If you’ve watched the news from Wall Street and Washington the past few days, you’ve seen a hefty amount of drama. But in the end, what will it mean to you?
Lawmakers have agreed on a $700 billion plan, called the Emergency Economic Stabilization Act of 2008, to revive the credit markets and restore the flow of credit to the U.S. economy. The legislation will, among other provisions, give the Treasury Department the ability to purchase up to $700 billion in mortgage-backed securities and other troubled assets from banks and financial firms, though some of this spending authority will be subject to Congressional approval.
This rescue package has both supporters and detractors. Its proponents claim that you, as a taxpayer, will ultimately reap rewards when the Treasury eventually sells the currently distressed assets for a profit. However, while no one can say for sure when, or if, this will happen, it does seem likely that the bailout could have some real benefits for you as an investor.
Why? Because one of the most important goals of the bailout is to help “unclog” the credit markets and put more cash back into our financial system. The subprime mortgage crisis has sucked an enormous amount of liquidity from our markets; without this liquidity, banks have become unwilling, or unable, to extend credit to consumers and businesses. When businesses can’t get credit, they can’t expand their operations — and that makes it hard for them to make a profit.
As an investor, of course, you are looking for profitable companies in which to invest. So, to the extent that an infusion of liquidity may help the fortunes of many businesses, you now may face a brighter investment horizon.
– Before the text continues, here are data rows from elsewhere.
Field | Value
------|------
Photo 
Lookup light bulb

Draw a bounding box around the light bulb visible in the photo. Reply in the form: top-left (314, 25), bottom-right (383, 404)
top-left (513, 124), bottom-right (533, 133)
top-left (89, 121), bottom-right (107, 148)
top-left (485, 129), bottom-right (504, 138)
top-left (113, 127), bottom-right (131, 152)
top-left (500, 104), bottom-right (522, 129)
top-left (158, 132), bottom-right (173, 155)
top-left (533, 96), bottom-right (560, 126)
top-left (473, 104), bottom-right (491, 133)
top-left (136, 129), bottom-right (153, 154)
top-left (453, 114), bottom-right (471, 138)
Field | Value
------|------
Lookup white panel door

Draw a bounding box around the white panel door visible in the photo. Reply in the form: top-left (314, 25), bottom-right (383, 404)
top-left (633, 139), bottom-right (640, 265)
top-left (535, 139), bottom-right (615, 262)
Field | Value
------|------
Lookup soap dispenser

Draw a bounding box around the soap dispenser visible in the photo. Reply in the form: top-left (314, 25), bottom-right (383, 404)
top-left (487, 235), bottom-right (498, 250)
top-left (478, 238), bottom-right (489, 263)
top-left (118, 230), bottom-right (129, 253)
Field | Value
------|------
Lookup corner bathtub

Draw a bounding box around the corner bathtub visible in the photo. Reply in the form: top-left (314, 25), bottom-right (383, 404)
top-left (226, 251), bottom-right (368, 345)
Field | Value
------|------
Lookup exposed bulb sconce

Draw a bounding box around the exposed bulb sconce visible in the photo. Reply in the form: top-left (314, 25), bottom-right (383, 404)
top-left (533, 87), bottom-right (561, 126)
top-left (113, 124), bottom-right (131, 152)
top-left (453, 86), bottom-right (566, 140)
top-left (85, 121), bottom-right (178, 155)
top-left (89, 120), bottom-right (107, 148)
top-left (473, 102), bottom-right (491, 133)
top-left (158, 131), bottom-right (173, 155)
Furthermore, the bailout may calm the financial markets — and calmer financial markets are more conducive to long-term investing. As an investor, you may find it hard to stick to your strategy when you see the stock market show giant gains one day, followed by huge losses the next.
Nonetheless, as you look ahead, don’t be surprised if some volatility continues, although it will hopefully be less extreme than what we’ve seen.
Fortunately, you can take effective action against market fluctuations, whatever their size, by diversifying your investments. Talk to your financial advisor about how to diversify your portfolio in a way that’s appropriate for your risk tolerance and time horizon. Be aware, however, that diversification, by itself, cannot guarantee a profit or protect against a loss.
Also, keep looking for quality investments. During market downturns, even quality stocks can lose value. But these same stocks often recover quickly when the market turns around. Look for good, solid companies whose products are competitive and whose management has enunciated a strategy for future growth.
Here’s the bottom line: The government’s rescue plan may well help investors. But by following proven strategies, such as diversifying your holdings and investing for quality, you can build a portfolio that can navigate even the choppiest financial waters — without having to bail yourself out.